LOIS ET RÈGLEMENTS CITÉS

Règles des Cours fédérales, DORS/98-106, règles 3, 306, 307, 308, 309, 310, 317, 318.

JURISPRUDENCE CITÉE

DÉCISIONS EXAMINÉES :

R. v. Northumberland Compensation Appeal Tribunal, ex p. Shaw, [1951] EWCA Civ. 1 (BAILII), [1952] 1 K.B. 338; Hartwig v. Commission of Inquiry into matters relating to the death of Neil Stonechild, 2007 SKCA 74 (CanLII), 284 D.L.R. (4th) 268.

DÉCISIONS CITÉES :

Dunsmuir c. Nouveau-Brunswick, 2008 CSC 9, [2008] 1 R.C.S. 190; Access Information Agency Inc. c. Canada (Procureur général), 2007 CAF 224; Canada (Procureur général) c.
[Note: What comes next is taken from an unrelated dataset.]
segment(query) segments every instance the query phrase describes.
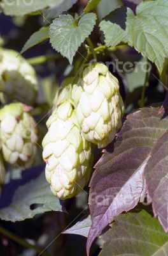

Slansky, 2013 CAF 199, [2015] 1 R.C.F. 81; Canada (Procureur général) c. Lacey, 2008 CAF 242; Canada (Procureur général) c. Canadian North Inc., 2007 CAF 42; Bernard c. Canada (Agence du revenu), 2015 CAF 263.

requête présentée par les intimés demandant le retrait de certains documents que la demanderesse a inclus dans sa demande de contrôle judiciaire à l’encontre d’une décision de la Commission du droit d’auteur du Canada (Access Copyright (Gouvernements provinciaux et territoriaux – 2005-2014), en ligne : <http://www.cb-cda.gc.ca/decisions/2015/DEC-2015-03-22.pdf>). Requête accordée.

OBSERVATIONS ÉCRITES

Jessica Zagar pour la demanderesse.

Wanda Noel, J. Aidan O’Neill et Ariel A. Thomas pour les intimés sauf Sa Majesté la Reine du chef de la province de la Colombie-Britannique.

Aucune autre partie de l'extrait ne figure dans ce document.